Les règles de la classification sont confondues… De l’hôtel budget à celui de luxe, du 10 au 500 chambres, de l’indépendant à la chaîne, de l’hôtel urbain de facture très moderne à l’établissement de villégiature situé dans un décor enchanteur en passant par la cabane dans les arbres et la chambre dans une prison… tous sont-ils basés sur les mêmes critères dans les systèmes de classification et dans l’évaluation du voyageur?

Les commentaires des clients, la multiplication des cotes, des certifications et des labels pour évaluer tant la qualité d’une prestation que les actions de développement durable d’un hôtel ajoutent à la confusion du consommateur et à la charge de l’hôtelier.

Comment un système de classification peut-il arriver à concilier toute cette diversité et assurer une flexibilité pour maintenir le cap dans un milieu qui évolue si rapidement?

Au final, quelles sources d’information l’emportent dans la décision du client?

La classification est-elle encore nécessaire pour servir de garde-fou dans le secteur de l’hébergement?

Commentaires de la CITQ sur cette analyse

En tant que gestionnaire officiel de la classification de l’hébergement touristique du Québec, la CITQ répond OUI sans hésiter à votre question : « La classification est-elle encore nécessaire pour servir de garde-fou dans le secteur de l’hébergement ? »

Contrairement à ce que laisse entendre le titre même de votre article (Comparer l’incomparable, classer l’inclassable) et en dépit de la variété des formules d’hébergement touristique dont vous faites mention, il existe des critères de classification qui ne peuvent varier d’une formule à l’autre. Ainsi en va-t-il par exemple du confort du lit, de la qualité de la literie, du nombre d’appareils sanitaires, de l’état des lieux, etc.

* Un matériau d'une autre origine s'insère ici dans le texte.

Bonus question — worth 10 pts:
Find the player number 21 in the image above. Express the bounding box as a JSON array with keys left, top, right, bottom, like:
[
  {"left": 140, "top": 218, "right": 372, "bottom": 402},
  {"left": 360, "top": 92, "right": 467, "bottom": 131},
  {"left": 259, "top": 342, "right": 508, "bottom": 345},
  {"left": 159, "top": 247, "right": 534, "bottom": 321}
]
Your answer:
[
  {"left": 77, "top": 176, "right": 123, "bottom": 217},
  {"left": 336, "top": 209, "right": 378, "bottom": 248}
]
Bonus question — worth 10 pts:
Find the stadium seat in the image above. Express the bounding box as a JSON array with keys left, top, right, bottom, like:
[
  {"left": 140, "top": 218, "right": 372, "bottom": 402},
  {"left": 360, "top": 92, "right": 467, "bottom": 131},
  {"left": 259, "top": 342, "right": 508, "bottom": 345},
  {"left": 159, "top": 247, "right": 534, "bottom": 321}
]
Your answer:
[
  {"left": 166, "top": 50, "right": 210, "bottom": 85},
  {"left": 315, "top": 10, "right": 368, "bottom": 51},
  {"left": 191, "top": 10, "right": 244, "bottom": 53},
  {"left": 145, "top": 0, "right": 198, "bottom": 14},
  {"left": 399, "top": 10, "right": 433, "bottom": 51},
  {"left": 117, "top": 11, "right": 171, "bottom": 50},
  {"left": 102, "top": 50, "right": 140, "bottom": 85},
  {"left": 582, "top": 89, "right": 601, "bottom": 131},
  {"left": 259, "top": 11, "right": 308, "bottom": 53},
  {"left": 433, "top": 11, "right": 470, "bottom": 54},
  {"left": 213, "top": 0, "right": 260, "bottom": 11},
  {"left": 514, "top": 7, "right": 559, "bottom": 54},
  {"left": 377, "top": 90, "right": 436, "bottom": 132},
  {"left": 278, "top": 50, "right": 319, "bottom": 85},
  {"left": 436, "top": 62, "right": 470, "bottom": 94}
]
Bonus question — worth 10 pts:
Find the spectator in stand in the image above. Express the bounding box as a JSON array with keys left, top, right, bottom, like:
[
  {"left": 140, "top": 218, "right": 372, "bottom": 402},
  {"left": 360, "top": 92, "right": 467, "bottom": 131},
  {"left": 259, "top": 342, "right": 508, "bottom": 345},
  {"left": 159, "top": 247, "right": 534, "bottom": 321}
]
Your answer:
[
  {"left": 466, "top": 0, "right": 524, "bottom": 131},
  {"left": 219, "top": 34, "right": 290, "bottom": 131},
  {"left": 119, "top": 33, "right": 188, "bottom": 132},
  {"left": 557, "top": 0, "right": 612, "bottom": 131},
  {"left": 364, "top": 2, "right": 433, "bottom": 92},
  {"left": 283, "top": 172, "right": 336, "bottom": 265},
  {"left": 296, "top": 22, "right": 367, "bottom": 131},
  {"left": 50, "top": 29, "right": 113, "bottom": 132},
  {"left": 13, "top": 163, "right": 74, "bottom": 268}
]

Voilà pourquoi, les systèmes de classification fondés sur des critères mesurant la qualité des installations, le nombre de services offerts, la propreté et l’entretien, comme celui que pratique la CITQ, auront toujours leur utilité. Ces derniers offrent en effet un indice fiable du niveau de confort et de service offert par un établissement, et ce, peu importe la formule d’hébergement ou la taille d’un établissement.

Les programmes de classification de la CITQ, comme d’autres programmes officiels, tiennent par ailleurs compte des différents environnements dans lesquels évolue un établissement. Ainsi un établissement en villégiature sera avantagé dans certains critères alors que ceux des milieux urbains le seront dans d’autres, pour au final établir un bon équilibre dans le classement général de l’établissement. Il en va de même pour les services offerts. Ainsi, par exemple, l’établissement qui n’offre pas de restauration pourra compenser par des chambres et des salles de bains de plus grande qualité.

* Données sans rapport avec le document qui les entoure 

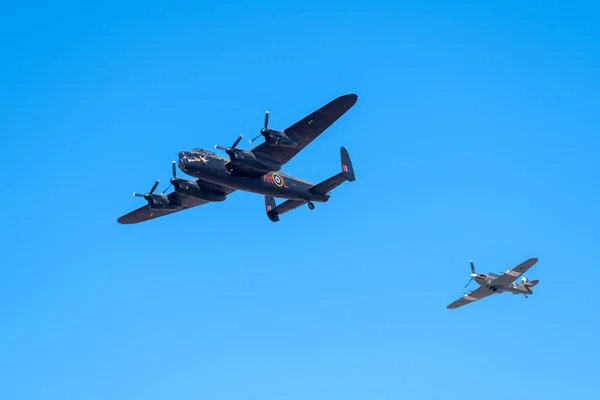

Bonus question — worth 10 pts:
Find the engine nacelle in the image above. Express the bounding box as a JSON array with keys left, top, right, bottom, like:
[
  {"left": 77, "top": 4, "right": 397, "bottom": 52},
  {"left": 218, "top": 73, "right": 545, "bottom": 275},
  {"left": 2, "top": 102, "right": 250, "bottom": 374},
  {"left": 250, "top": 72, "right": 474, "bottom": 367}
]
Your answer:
[
  {"left": 230, "top": 149, "right": 281, "bottom": 173},
  {"left": 261, "top": 128, "right": 298, "bottom": 147},
  {"left": 171, "top": 179, "right": 227, "bottom": 202}
]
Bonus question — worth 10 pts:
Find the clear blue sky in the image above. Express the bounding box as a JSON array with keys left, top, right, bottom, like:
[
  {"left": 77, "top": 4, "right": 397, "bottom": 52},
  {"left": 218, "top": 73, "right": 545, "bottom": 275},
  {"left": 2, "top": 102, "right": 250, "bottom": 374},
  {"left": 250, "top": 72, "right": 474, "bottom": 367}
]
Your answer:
[{"left": 0, "top": 0, "right": 600, "bottom": 400}]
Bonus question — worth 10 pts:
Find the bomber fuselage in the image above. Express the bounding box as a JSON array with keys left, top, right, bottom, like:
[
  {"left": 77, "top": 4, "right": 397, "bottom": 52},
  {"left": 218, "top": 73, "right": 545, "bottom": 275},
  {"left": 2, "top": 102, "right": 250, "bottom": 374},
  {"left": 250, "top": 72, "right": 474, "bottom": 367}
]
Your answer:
[{"left": 178, "top": 151, "right": 329, "bottom": 202}]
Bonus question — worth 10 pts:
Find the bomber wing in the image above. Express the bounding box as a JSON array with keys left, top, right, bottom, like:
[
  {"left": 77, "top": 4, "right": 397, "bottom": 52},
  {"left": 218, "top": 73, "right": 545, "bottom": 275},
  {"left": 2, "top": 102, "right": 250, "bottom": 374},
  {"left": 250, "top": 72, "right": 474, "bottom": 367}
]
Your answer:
[
  {"left": 490, "top": 257, "right": 538, "bottom": 286},
  {"left": 117, "top": 179, "right": 235, "bottom": 224},
  {"left": 251, "top": 94, "right": 358, "bottom": 165},
  {"left": 446, "top": 286, "right": 494, "bottom": 309}
]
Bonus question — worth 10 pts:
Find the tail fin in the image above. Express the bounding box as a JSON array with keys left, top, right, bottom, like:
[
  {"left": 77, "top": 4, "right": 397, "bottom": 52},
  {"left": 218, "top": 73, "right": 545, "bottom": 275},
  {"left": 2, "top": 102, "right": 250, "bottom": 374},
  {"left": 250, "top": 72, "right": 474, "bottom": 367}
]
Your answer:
[
  {"left": 524, "top": 279, "right": 540, "bottom": 294},
  {"left": 308, "top": 147, "right": 356, "bottom": 194},
  {"left": 340, "top": 147, "right": 356, "bottom": 182}
]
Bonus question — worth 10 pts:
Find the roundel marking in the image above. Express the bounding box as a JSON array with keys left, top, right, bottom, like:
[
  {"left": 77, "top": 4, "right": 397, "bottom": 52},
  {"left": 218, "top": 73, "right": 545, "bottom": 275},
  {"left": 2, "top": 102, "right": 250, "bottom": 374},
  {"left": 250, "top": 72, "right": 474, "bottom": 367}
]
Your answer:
[{"left": 273, "top": 174, "right": 283, "bottom": 187}]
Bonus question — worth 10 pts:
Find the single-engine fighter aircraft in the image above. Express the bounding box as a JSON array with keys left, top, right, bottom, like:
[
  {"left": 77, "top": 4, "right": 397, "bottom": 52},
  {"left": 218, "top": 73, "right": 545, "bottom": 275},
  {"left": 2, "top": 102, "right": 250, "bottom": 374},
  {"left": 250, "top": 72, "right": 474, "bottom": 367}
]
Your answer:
[
  {"left": 446, "top": 257, "right": 540, "bottom": 308},
  {"left": 118, "top": 94, "right": 358, "bottom": 224}
]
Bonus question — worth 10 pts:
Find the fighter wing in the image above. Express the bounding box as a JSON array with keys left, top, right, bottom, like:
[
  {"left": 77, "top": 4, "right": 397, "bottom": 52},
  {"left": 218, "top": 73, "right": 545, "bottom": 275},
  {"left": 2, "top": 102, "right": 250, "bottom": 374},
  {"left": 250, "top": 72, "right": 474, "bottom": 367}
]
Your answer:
[
  {"left": 490, "top": 257, "right": 538, "bottom": 286},
  {"left": 446, "top": 286, "right": 494, "bottom": 308},
  {"left": 117, "top": 179, "right": 235, "bottom": 224},
  {"left": 251, "top": 94, "right": 358, "bottom": 165}
]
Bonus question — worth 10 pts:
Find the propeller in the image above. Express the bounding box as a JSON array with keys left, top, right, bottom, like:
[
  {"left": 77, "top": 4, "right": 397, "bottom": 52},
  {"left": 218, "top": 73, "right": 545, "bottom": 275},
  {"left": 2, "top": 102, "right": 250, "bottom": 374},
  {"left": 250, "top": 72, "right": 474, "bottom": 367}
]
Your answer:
[
  {"left": 133, "top": 179, "right": 160, "bottom": 201},
  {"left": 215, "top": 135, "right": 243, "bottom": 156},
  {"left": 465, "top": 260, "right": 477, "bottom": 288},
  {"left": 250, "top": 111, "right": 269, "bottom": 143}
]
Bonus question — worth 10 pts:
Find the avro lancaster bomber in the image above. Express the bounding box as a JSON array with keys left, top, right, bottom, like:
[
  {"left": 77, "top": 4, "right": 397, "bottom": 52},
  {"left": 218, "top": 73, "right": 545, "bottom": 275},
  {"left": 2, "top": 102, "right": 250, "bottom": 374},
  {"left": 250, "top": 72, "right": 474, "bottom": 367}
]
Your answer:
[{"left": 118, "top": 94, "right": 358, "bottom": 224}]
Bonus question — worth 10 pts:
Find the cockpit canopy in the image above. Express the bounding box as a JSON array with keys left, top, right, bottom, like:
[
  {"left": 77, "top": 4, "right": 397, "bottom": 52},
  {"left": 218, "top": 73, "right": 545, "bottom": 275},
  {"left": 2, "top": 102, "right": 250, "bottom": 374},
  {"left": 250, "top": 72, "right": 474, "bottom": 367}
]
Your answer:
[{"left": 192, "top": 148, "right": 216, "bottom": 156}]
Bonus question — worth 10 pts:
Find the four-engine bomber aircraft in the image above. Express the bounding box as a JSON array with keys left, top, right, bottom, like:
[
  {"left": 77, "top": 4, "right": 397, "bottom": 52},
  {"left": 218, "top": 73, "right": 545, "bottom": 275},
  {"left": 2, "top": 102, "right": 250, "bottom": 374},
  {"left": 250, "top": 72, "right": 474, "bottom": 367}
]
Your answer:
[
  {"left": 118, "top": 94, "right": 358, "bottom": 224},
  {"left": 447, "top": 257, "right": 540, "bottom": 308}
]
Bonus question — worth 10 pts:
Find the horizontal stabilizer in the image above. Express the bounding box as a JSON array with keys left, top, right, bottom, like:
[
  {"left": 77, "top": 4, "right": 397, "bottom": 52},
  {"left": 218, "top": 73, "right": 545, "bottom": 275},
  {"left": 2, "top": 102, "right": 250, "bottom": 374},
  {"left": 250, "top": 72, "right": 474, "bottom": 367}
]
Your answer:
[
  {"left": 265, "top": 196, "right": 307, "bottom": 222},
  {"left": 308, "top": 147, "right": 356, "bottom": 194},
  {"left": 525, "top": 279, "right": 540, "bottom": 287}
]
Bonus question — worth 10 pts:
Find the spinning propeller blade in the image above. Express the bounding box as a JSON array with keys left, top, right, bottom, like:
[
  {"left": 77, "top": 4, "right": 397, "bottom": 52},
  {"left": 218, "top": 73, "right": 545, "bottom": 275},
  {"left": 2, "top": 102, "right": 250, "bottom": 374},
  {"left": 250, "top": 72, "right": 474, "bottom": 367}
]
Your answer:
[{"left": 250, "top": 111, "right": 269, "bottom": 143}]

Vous affirmez également dans votre article : « Il n’y a pas plus d’étoiles qui tiennent. La classification « officielle » diffère d’un pays à l’autre… ». Nous croyons, au contraire, que plusieurs pays font à l’heure actuelle des efforts importants en vue d’uniformiser la classification hôtelière. La CITQ a d’ailleurs établi des liens avec les responsables du programme de classification Star Union International adopté récemment par sept grands pays européens et qui devrait bientôt s’étendre à 12 pays dans un avenir rapproché. Cette volonté d’uniformisation constitue à notre avis un autre argument plaidant en faveur de la fiabilité des systèmes officiels.

Bien que d’une utilité incontestable, il n’en demeure pas moins toutefois que les programmes de classification officiels qui, de façon générale, n’évaluent pas la prestation du service puissent être complémentaires à d’autres sources d’information. Nous croyons en effet que les commentaires des consommateurs, tout comme les programmes qualité et les certifications écologiques ou autres, ont un rôle important à jouer quand vient le temps de choisir un établissement.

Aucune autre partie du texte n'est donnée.